Tuer le père ou s’effacer : par où pourrait passer la rupture générationnelle pour exister en tant que personne, en tant que sujet ? Prendre la parole — ou plutôt la conquérir et l’inscrire dans le roman national, répond Samir Toumi. Pour cela son héros narrateur va parcourir le pays du centre vers l’ouest, cultiver la fuite à Oran, de la Corniche à Santa Cruz, puis rencontrer Haouaria, une femme mûre dont le corps généreux l’enveloppera et le consolera peut-être.

Le style de Samir Toumi est limpide, minimaliste. Aucun vocabulaire précieux ne vise l’admiration ou à renvoyer le lecteur aux dictionnaires. Il décrit les faits au scalpel, à l’os, sans aucune fioriture ni discours moralisateur sur la société algérienne. Il documente, témoigne de l’intérieur sur l’état de la bourgeoisie algérienne et de la bureaucratie héritées des « années Boum »1.

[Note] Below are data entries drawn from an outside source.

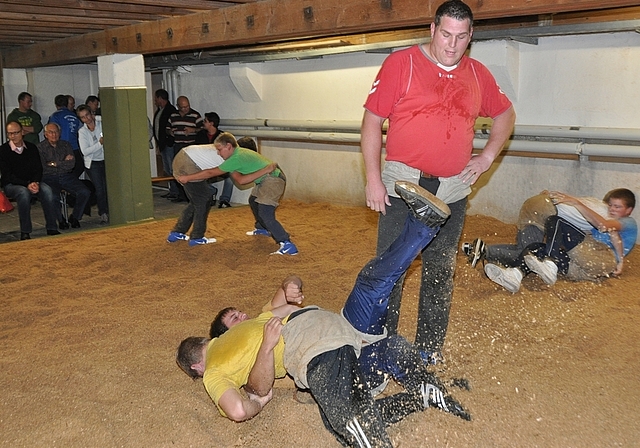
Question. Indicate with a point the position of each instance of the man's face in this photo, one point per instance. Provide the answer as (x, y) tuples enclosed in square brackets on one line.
[(450, 40), (234, 317), (209, 126), (183, 106), (618, 209), (52, 134), (26, 103), (225, 151), (86, 117), (14, 132)]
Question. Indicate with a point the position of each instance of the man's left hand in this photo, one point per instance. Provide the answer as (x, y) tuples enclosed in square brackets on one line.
[(476, 166)]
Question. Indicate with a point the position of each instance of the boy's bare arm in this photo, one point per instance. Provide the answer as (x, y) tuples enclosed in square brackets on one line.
[(243, 179), (200, 175), (616, 241), (239, 408), (262, 374), (599, 222)]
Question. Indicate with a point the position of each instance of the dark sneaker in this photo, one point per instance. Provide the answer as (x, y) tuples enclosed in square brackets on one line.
[(286, 248), (431, 358), (475, 251), (177, 236), (73, 222), (546, 269), (430, 210), (199, 241), (256, 232), (434, 396)]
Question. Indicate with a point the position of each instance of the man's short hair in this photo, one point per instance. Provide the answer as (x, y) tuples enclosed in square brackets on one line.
[(82, 108), (217, 327), (248, 142), (226, 138), (190, 353), (161, 93), (213, 117), (13, 122), (456, 9), (623, 194), (56, 125), (61, 100)]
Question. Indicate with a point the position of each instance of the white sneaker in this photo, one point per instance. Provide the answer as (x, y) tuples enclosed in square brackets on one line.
[(546, 269), (508, 278)]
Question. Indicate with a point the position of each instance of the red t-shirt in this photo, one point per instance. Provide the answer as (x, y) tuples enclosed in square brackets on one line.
[(431, 111)]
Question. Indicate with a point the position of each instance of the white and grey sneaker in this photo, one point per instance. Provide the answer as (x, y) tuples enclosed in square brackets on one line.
[(546, 269), (508, 278), (430, 210)]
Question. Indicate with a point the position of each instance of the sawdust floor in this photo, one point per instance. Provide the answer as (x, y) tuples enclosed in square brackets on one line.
[(90, 322)]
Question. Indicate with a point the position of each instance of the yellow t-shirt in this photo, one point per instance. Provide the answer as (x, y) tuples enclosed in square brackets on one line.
[(231, 356)]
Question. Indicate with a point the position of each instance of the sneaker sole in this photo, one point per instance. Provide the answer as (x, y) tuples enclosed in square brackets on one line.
[(496, 275), (477, 252), (541, 269), (410, 191)]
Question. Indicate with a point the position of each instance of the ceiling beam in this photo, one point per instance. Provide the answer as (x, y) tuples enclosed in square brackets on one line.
[(273, 21)]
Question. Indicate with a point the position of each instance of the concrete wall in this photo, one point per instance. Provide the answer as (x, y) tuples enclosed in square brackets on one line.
[(586, 80)]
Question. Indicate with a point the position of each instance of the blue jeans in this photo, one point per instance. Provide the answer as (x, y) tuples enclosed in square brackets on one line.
[(438, 266), (197, 211), (22, 196), (167, 155), (71, 184), (98, 177), (366, 306), (265, 216)]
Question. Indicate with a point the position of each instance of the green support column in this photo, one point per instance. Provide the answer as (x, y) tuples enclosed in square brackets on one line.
[(126, 147)]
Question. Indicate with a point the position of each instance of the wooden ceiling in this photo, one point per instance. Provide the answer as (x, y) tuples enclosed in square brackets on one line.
[(52, 32)]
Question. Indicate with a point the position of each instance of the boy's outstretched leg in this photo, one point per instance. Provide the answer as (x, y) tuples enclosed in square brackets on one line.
[(366, 306)]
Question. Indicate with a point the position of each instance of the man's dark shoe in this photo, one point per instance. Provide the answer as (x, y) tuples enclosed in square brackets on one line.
[(429, 210)]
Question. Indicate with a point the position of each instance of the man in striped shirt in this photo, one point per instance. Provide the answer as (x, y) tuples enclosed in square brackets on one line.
[(183, 126)]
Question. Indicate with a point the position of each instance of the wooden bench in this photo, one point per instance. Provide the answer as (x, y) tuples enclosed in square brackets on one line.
[(155, 180)]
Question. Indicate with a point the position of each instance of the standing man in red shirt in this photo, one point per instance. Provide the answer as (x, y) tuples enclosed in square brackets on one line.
[(431, 94)]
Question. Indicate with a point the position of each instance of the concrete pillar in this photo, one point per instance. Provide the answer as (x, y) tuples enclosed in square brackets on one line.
[(126, 138)]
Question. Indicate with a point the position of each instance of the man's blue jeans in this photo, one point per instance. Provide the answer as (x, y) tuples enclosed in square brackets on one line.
[(366, 306), (22, 196)]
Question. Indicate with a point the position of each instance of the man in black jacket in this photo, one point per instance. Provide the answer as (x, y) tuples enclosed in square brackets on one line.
[(21, 171), (164, 140)]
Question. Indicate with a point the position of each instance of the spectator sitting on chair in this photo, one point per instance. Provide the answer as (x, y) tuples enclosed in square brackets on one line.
[(248, 142), (27, 117), (91, 144), (207, 136), (21, 171), (58, 162), (94, 104)]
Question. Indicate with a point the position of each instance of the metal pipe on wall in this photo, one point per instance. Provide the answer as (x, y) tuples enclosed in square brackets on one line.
[(303, 130)]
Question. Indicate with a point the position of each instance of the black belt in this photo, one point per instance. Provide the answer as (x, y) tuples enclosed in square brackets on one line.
[(299, 312)]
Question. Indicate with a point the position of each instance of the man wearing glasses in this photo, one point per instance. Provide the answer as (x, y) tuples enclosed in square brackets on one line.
[(21, 171)]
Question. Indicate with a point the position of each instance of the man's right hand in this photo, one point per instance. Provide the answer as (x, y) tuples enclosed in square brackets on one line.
[(377, 198), (272, 331)]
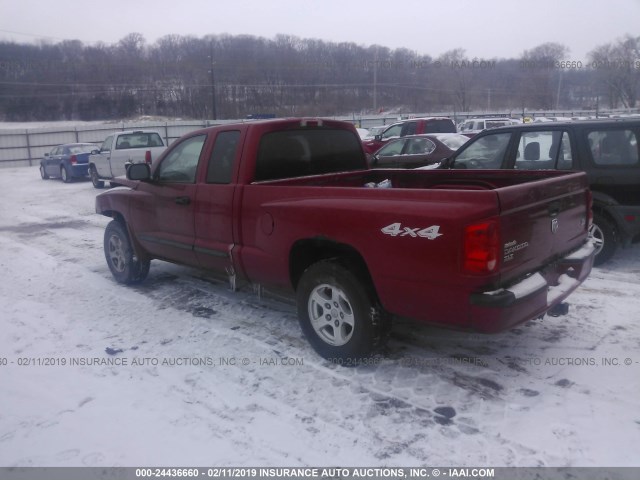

« Les oiseaux de la grande poste »
© Samir Toumi

Dans L’effacement, Alger et Oran sont des personnages à part entière. Samir Toumi est sensible aux pulsations de la capitale, à son relief, à sa parole, à l’architecture de ses balcons, à la couleur de ses murs, à son ciel, à sa mer. Il arpente Alger l’austère, puis Oran la radieuse. Il n’en finit pas de parler de sa ville dans ses romans, mais aussi par ses photos. Les paysages sont ceux de la Méditerranée, une lumière, une beauté, une violence des couleurs, des contrastes qui me parlent, parce que familiers à ma mémoire de déracinée. Curieusement, les photographies de Samir Toumi recèlent une lumière, une douceur de vivre absentes de ses romans.

C’est cette lumière que Samir Toumi saisit lorsqu’il photographie Alger dont il cherche l’intériorité — une écriture, mais sans faire l’impasse de la beauté, de l’esthétique et être tenté parfois par « l’effacement » de la laideur. Il se promène en peintre, scrute et arpente sa ville à la manière d’un Patrick Modiano. C’est un écrivain qui photographie la mer après le ciel, le ciel après la mer. Et voilà un vent qui souffle, des nuages qui magnifient le paysage et installent la mélancolie. Le ciel, la mer, l’oiseau attendent la plainte de l’aube que seul le promeneur solitaire saurait entendre et capturer. Une Algérie encore à découvrir.

« Un ciel menaçant à Bab El-Oued »
© Samir Toumi

1NDLR. Allusion à l’ouvrage collectif dirigé par Mohamed Kacimi, Les Années Boum (Chihab, 2016), dans lequel écrivains et journalistes algériens racontent leur vécu durant l’ère Boumediene (1965-1978).